Di luar Arab Saudi, situasi dunia Arab semakin hari semakin buruk. Yaman, Irak, Sysria dan Libya situasinya memburuk, seperti ISIS terus merajalela. Menghadapi berbagai tantangan ini, Arab Saudi terlihat seperti putus asa dengan melihat AS dan Iran membuka dialog dan mencapai kesepakatan awal kerangka kerjasama. Arab Saudi pernah menggunakan minyak sebagai alat untuk menghukum Iran, namun hal ini juga menimbulkan kerusakan besar bagi Arab Saudi sendiri.
Pandangan Mencari Solusi Terbaik
Dalam artikel juga disebutkan, dalam perang melawan Iran, Arab Saudi harus membayar harga makin lama makin berat. Kebijakan Timteng perlu disesusaikan, perlu memilih jalur yang lebih median dan kebijakan yang moderat. Jika Arab Saudi dan Iran bisa lebih dekat satu sama lain, kemungkin besar bisa bermanfaat bagi stabilitas Timteng.
Analis Timteng melihat konflik dan persaingan ini disebabkan melemahnya negara-negara besar di Timteng. Bukan dikarenakan vakum kekuatan, tapi lebih munculnya faktor yang tak terkendali lain yang disebabkan melemahnya kemampuan mereka untuk menghadapi tantangan. Selain itu dengan adanya konfrontasi geostrategis antara Arab Saudi dan Iran, konflik agama dan metode ideologis serta konseptual sistem yang menjadi meningkat.
Kaum Sunni di negara-negara seperti Syria dan Irak mereka sepertinya memerlukan beberapa pasukan militer untuk melindungi kepentingan sekte mereka sendiri. Tapi jika mereka berdua saling bertemu, tidak heran akan timbul berbagai bentrok kekuatan tak terkendali yang muncul. Jadi selama ini hanya ketika ada seseorang yang dapat mendukung pemerintah yang kuat di negara-negara seperti Irak , Syria, Yaman dan Mesir, maka konflik agama dapat melemah dan membawa situasi di Timteng benar-benar menjadi stabil.
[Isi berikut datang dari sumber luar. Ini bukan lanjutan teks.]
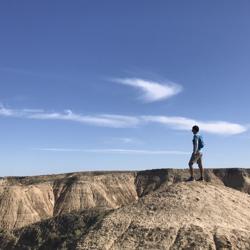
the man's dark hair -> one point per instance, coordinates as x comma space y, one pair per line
195, 128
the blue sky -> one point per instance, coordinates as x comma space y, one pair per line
104, 85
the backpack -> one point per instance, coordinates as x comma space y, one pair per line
201, 143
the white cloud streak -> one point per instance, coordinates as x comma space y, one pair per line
121, 121
103, 120
117, 151
213, 127
151, 91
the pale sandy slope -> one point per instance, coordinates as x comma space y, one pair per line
181, 216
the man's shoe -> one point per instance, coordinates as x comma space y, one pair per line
201, 179
191, 179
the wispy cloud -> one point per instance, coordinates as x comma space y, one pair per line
116, 150
152, 91
104, 120
122, 121
214, 127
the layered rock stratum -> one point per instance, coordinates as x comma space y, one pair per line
154, 209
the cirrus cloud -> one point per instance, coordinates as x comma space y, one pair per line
124, 121
152, 91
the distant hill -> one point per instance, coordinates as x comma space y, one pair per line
154, 209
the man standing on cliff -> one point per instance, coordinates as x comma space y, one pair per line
196, 156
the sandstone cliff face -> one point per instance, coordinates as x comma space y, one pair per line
27, 200
154, 209
180, 216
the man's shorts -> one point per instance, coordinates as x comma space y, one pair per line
196, 158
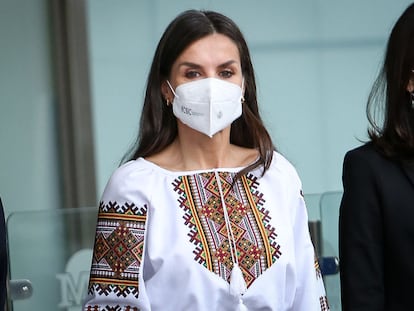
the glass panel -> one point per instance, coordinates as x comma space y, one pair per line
329, 209
51, 251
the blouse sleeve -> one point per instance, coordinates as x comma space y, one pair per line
115, 281
310, 290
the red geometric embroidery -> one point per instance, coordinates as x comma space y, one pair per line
255, 238
118, 250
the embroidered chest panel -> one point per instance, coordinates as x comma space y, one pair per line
256, 240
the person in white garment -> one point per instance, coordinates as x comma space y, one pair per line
204, 214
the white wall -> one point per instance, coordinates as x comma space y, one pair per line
29, 177
315, 62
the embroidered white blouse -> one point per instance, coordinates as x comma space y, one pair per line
165, 241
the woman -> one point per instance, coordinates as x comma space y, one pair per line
376, 228
205, 215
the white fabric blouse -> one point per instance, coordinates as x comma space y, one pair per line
165, 241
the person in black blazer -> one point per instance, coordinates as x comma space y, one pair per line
3, 259
376, 222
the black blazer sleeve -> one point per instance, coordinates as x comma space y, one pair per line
361, 235
3, 258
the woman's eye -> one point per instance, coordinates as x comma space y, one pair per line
226, 74
192, 74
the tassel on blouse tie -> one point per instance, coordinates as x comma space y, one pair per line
237, 285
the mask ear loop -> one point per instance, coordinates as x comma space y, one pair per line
171, 88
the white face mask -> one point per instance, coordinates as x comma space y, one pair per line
207, 105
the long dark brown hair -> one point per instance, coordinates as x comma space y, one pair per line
389, 108
158, 125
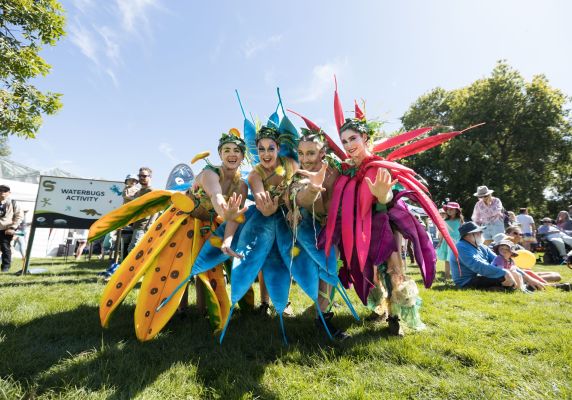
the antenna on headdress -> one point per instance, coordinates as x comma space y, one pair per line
338, 110
359, 114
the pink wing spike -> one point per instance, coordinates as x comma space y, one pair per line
338, 110
400, 139
421, 145
331, 144
312, 126
333, 210
348, 211
427, 204
359, 114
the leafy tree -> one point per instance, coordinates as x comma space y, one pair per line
4, 148
524, 152
24, 26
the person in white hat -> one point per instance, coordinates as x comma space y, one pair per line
555, 236
488, 212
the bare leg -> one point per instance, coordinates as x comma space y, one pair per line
550, 276
447, 270
200, 294
80, 248
324, 292
264, 297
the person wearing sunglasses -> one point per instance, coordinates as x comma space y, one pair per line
141, 226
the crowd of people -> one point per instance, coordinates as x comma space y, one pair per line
313, 205
488, 244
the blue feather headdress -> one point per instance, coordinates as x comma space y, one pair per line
287, 134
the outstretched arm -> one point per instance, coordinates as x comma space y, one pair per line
381, 188
209, 181
312, 186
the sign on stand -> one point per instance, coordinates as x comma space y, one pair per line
72, 203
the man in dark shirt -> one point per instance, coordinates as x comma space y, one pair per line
141, 226
10, 218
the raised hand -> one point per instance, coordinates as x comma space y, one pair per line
226, 249
266, 204
382, 185
231, 209
315, 179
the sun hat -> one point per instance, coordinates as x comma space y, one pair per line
470, 227
499, 237
132, 176
452, 204
483, 191
507, 243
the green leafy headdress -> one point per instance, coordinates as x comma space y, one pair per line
233, 136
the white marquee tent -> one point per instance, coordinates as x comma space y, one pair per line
23, 182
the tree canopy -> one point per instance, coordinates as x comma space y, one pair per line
523, 152
25, 25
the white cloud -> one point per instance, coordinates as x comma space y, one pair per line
84, 39
253, 46
167, 150
111, 40
102, 43
83, 5
322, 81
134, 13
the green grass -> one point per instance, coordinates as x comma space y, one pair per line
477, 345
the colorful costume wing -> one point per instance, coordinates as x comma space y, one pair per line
288, 134
331, 144
249, 135
141, 207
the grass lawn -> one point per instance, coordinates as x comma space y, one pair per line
491, 345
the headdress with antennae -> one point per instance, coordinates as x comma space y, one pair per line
233, 136
279, 128
315, 129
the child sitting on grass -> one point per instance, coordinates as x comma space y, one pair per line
505, 251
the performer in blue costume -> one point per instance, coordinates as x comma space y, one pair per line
266, 243
310, 195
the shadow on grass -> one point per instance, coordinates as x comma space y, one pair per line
71, 348
46, 282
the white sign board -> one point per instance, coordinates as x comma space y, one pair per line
74, 203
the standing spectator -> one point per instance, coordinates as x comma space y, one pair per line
555, 236
10, 218
80, 236
131, 188
511, 218
488, 212
453, 219
141, 226
527, 227
563, 222
20, 238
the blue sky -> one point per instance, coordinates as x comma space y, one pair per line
151, 82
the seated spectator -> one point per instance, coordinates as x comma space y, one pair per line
511, 218
506, 252
475, 268
555, 236
131, 188
528, 227
514, 234
563, 222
Arab Saudi sebagai “pemimpin” GCC disatu sisi harus bertanggung jawab atas keamanan dan kepentingan negara-negara Teluk, di sisi lain sebagai kekuatan ekonomi terkuat di Timteng dan sebagai kekuatan utama yang paling berpengaruh di wilayah tersebut. Perlu bagi Arab Saudi bersikap yang bisa mempengaruhi arah masa depan Timteng ke arah kestabilan situasi.
Namun banyak pengamat dan analis Timteng melihat : Bagaimana baiknya situasi kacau di wilayah tersebut dapat dijadikan tenang, tidak lain yaitu bagaimana Arab Saudi untuk bisa mencapai kesepakatan dengan Iran saat ini, justru kini sedang diuji kebijaksanaan Arab Saudi sebagai kekuatan utama Timteng untuk membawa kedamaian regional.